La conjoncture des filières agricoles, reste très contrastée.

Les céréaliers subissent un véritable effet ciseau, avec des prix peu rémunérateurs depuis trois ans, alors que les charges continuent d’augmenter fortement.

La viticulture traverse, quant à elle, une crise structurelle, accentuée par les tensions géopolitiques qui pénalisent ses exportations.

En élevage, globalement les prix ont été bons en 2025, même si nous observons depuis le début de l’année, des inversions de tendance qui appellent à la vigilance.

Cette vigilance doit également rester forte sur le plan sanitaire. L’apparition de la Dermatose Nodulaire Contagieuse (DNC) l’été dernier, a constitué un véritable choc pour les éleveurs.

Nous pouvons néanmoins saluer la stratégie du gouvernement, fondée sur l’expertise scientifique, qui a permis de contenir l’épidémie rapidement.

Sur le plan climatique, les conditions difficiles de cet hiver, marquées par des inondations et d’importantes chutes de neige, ont mis à l’épreuve la résilience des exploitations.

Malgré cela, les semis et la mise en place des cultures d’hiver se sont déroulés de manière satisfaisante, démontrant la capacité d’adaptation des agriculteurs.

Enfin, au niveau international, les tensions géopolitiques, notamment le conflit en Iran, ont entraîné une hausse significative des coûts de l’énergie et des intrants. Cela souligne notre dépendance et renforce la nécessité de consolider notre souveraineté alimentaire.

Dans ce contexte, quelle est votre vision du financement de l’agriculture de demain ?

Pour la Fédération du Crédit Mutuel Agricole et Rural, l’enjeu est de promouvoir des modèles agricoles à la fois économiquement viables et durables.

La robustesse économique des exploitations et des filières, dépendra en grande partie du renforcement de la souveraineté européenne et française, en matière de production d’énergie et d’intrants.

De notre point de vue, l’agriculture de demain se résume en trois mots indissociables : productivité, compétitivité et durabilité.

Ces trois piliers définissent les modèles agricoles, que nous nous engageons à accompagner financièrement.

Le Crédit Mutuel, en tant que deuxième banque de l’agriculture et de l’agroalimentaire, joue un rôle majeur dans l’accompagnement des transitions et des défis auxquels le secteur agricole est confronté.

Nos objectifs restent clairs : nourrir nos concitoyens, faire vivre nos territoires et garantir une rémunération digne aux agriculteurs.

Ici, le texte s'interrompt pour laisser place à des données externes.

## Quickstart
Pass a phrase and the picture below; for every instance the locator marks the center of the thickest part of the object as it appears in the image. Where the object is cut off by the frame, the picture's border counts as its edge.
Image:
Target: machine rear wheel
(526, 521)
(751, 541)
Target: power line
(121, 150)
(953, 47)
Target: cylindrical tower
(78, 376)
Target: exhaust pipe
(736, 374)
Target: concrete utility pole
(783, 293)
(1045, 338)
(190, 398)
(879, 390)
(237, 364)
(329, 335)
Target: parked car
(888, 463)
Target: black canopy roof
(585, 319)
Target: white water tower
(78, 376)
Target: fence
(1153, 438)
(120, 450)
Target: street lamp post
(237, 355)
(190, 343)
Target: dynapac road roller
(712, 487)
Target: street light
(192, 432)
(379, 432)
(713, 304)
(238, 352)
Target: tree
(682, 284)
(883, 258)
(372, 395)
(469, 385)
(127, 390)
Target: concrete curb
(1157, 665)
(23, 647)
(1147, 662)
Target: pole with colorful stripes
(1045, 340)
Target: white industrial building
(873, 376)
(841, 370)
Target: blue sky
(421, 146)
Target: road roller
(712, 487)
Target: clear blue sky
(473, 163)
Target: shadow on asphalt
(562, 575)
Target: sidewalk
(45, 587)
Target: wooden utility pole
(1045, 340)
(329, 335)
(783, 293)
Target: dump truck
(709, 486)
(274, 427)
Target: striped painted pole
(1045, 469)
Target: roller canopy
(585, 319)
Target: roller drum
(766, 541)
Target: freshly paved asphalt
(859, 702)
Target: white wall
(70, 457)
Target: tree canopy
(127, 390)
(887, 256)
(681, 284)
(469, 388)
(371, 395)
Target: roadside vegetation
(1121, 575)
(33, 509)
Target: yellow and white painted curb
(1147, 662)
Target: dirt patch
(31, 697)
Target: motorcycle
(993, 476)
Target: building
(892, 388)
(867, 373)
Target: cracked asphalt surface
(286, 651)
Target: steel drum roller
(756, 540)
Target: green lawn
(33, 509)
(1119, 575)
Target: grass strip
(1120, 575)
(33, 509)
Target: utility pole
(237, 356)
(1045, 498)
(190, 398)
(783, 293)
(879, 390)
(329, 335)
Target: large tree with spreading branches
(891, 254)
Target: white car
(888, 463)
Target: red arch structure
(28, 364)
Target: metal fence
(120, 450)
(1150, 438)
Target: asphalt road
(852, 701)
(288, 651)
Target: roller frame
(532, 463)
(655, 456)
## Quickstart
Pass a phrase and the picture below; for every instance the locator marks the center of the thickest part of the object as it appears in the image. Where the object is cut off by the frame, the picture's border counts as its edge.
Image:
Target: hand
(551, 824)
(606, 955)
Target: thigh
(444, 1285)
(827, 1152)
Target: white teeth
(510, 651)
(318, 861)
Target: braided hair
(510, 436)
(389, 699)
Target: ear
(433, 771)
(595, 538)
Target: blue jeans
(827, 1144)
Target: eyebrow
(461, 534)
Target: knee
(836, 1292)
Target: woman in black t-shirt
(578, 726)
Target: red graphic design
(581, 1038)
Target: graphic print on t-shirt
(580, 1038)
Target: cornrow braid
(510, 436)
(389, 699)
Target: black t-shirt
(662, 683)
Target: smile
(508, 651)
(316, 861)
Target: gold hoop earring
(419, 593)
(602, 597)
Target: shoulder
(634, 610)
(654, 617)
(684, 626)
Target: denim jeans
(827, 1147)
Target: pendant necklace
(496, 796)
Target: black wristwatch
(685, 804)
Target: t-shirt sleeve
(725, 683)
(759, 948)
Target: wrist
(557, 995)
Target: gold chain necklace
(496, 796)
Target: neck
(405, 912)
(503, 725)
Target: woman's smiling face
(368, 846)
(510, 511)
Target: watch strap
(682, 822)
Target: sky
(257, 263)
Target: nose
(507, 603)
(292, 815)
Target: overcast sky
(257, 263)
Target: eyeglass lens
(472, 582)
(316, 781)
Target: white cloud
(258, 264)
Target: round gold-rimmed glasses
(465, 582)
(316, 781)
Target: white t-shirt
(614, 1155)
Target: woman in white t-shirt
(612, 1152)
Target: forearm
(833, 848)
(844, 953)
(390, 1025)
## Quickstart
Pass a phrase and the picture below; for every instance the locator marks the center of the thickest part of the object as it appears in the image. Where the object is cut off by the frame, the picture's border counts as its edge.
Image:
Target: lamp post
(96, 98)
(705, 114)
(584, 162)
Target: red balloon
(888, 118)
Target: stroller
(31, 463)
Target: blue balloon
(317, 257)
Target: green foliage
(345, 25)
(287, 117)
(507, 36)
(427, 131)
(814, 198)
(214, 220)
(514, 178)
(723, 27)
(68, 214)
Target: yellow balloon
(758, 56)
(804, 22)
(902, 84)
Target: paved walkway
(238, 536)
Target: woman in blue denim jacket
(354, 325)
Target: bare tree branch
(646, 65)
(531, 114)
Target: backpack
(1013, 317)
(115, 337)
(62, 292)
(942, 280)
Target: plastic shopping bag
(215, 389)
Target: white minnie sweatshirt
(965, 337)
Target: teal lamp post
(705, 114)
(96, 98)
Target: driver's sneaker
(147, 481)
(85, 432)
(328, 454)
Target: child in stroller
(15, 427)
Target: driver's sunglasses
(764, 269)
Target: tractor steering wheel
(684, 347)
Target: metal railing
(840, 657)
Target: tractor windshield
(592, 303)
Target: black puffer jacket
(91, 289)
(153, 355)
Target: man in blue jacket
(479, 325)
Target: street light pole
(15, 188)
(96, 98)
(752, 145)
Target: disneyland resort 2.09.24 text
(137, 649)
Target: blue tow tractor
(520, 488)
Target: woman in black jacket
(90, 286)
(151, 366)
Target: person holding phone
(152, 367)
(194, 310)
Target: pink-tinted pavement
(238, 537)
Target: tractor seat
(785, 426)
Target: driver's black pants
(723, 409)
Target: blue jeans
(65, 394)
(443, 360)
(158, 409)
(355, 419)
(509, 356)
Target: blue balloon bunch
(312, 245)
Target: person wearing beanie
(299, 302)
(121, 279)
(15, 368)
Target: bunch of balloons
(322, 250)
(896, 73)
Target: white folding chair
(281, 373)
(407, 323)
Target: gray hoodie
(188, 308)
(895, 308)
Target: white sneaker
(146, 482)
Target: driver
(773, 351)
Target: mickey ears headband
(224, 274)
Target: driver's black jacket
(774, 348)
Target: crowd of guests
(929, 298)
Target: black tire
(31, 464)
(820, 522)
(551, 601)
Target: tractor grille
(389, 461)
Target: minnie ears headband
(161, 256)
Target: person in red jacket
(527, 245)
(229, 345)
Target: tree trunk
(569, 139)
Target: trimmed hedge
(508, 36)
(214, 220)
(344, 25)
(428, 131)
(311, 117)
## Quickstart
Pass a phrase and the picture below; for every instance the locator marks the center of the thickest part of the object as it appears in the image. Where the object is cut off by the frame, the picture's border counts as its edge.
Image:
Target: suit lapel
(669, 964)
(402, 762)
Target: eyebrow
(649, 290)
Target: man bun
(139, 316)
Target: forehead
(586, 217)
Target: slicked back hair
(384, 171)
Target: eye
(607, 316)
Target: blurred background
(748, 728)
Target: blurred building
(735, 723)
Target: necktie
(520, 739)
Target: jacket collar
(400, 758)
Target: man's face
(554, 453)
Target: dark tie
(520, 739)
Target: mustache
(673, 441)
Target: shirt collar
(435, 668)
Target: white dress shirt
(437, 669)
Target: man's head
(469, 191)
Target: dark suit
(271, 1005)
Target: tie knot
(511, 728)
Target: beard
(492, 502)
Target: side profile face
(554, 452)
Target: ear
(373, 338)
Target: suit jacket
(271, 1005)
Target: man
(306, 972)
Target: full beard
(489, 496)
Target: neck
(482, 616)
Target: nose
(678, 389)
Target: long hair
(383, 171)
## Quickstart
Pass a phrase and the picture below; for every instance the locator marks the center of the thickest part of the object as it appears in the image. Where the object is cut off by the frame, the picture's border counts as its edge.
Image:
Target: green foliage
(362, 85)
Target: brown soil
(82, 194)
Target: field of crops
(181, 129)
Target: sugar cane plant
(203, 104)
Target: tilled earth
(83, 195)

Quels sont les sujets sur lesquels vous portez une attention particulière ?

Pour la Fédération du Crédit Mutuel Agricole et Rural, trois sujets clés, méritent une attention particulière dans le développement des financements, accordés par notre groupe bancaire.

Premièrement, l’attractivité du métier et le renouvellement des générations qui sont indispensables à la pérennité et à l’avenir de l’agriculture.

Deuxièmement, l’élevage joue un rôle décisif dans la durabilité de notre agriculture.

Il nécessite des investissements lourds, ainsi qu’un accompagnement spécifique, face aux enjeux sanitaires, sociétaux et environnementaux.

Enfin, la diversification peut constituer, un véritable levier de création de valeur ajouté.

Les filières non alimentaires — comme la biomasse, la bioénergie, les matériaux biosourcés ou encore la chimie verte — participeront pleinement au dynamisme économique des territoires.

Nous défendons ainsi, la vision d’une agriculture entrepreneuriale et plurielle : plurielle dans ses productions, plurielle dans ses modes de production et plurielle dans les profils des agriculteurs et des agricultrices.